I'm not sure any of these except ABS and maybe traction control (only matters for performance vehicles) make much of a difference.

Most everything in my office/lab is a tribute to things they don't build anymore..

[–] 1 pt

Post pics!

Rather not post pictures, don't want any linkage between pics posted elsewhere and my account on Poal which could lead to a dox.

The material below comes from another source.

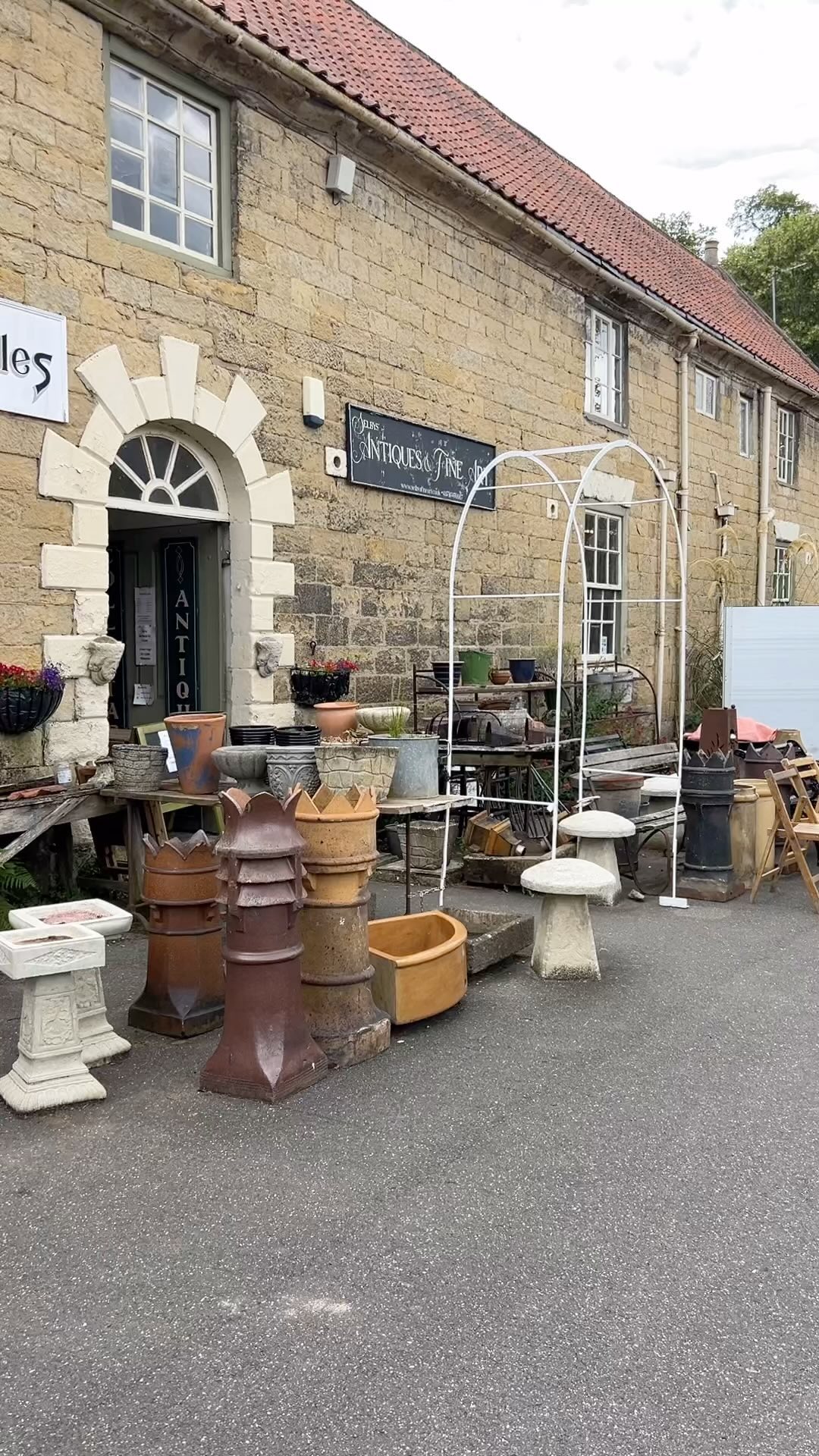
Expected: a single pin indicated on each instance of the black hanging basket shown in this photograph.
(27, 708)
(309, 689)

Nevertheless, here's sample of a few of the machines: Tandy 1000TL w/ XT-IDE & 2GB CF, Ethernet card, Gameport card, RAM upgrade to 768k, Parallel port ZIP 100 and parallel port CD-ROM

Tandy 4020SX w/ Soundblaster Pro, IDE/CF Adapter 8GB, 4MB Ram, IDE Zip 100

Tandy 2100 (486SX 25MHZ) w/ IDE/CF Adapter 8GB, 8MB Ram, Soundblaster 16, IDE Zip 100, ATAPI 52x CD-ROM/CD-RW

Packard Bell PB286 (IBM AT clone) w/ IDE/CF Adapter 8GB using XTIDE AT bios, Soundblaster 1.5 with 2x SAA1099 installed (CMS upgrade), Ethernet card, IDE Zip 100, a new old stock PSU installed about a year ago

80486DX4/120MHz w/ 16MB RAM, Soundblaster 16, Bigfoot 8GB HDD, IDE/CF Adapter 8GB, Ethernet card, IDE Zip 100, ATAPI IDE CD-ROM/CD-RW

Pentium Pro 180MHz w/ 64MB RAM, Nvidia TNT2, AWE32 with 32MB RAM installed, IDE ZIP 100, ATAPI IDE CD-ROM/CD-RW

Apple IIe w/ Uthernet card, MicroDrive Turbo CF card, Mockingboard, RAM card, UltraWarp accelerator card, refurbished PSU

Apple IIGS w/ Uthernet card, MicroDrive Turbo CF card, 4MB Ram card, Transwarp GS 16MHz accelerator card, refurbished PSU

Commodore 64 w/ Commodore4ever PS-64 power supply, 1541 disk drive, datasette, SD2IEC, wifi card

Macintosh SE w/ 4 MB ram, external 30MB SCSI HDD, internal 20MB HDD, SCSI2SD 8GB, ethernet card

I'm sure there's lots that I'm forgetting about at the moment..

[–] 1 pt

Have a few of those myself. Sadly sold the original Mac a few years back, still worked. Sat the 6 year old down with MacPaint and he was making cool art in an hour, good stuff in 2. No instructions given. Kids should be able to start off like that again. Not dumped into the hot mess that modern software is.

[–] 0 pt

I agree whole heartedly goat, but...... mr. Goatboy you got a loiscense for that? Where's your permit? Does those materials and that process meet EPA standards? is that in line with OSHA guidlines? Do the unions approve of that? Can you afford the competitions constant frivolous legal battles? Its unfortunate your factory burned down.

[–] 0 pt

5 year old lcd tv... 3 hdmi ports all failed. WTF do I do with the stupid thing?

Manufacturers are assholes.

[–] 2 pts

Throw it in the trash where all tvs belong

[–] 0 pt

Use some compressed air and the smallest bottle brush you can find to clean out the ports.
Especially If you're a smoker the ports could be dirty.

[–] 0 pt

Not a smoker... And i was an electronics tech years ago. The ports are enlarged and wont hold the cables. I tried finding replacement ports to solder in but non are correct.

[–] 1 pt

Go rogue, cut off an hdmi extender cord to a short dongle and solder it in.

[–] 0 pt

That sucks, once you have to find replacement parts it's generally not worth fixing. I have a 12 year old desktop that I don't want to replace until it dies as a new motherboard would cost more than the thing is worth.

[+] [deleted] 0 pt
[–] 0 pt

They employed the concept of 'planned obsolescence'. Can't make money if high ticket items last forever!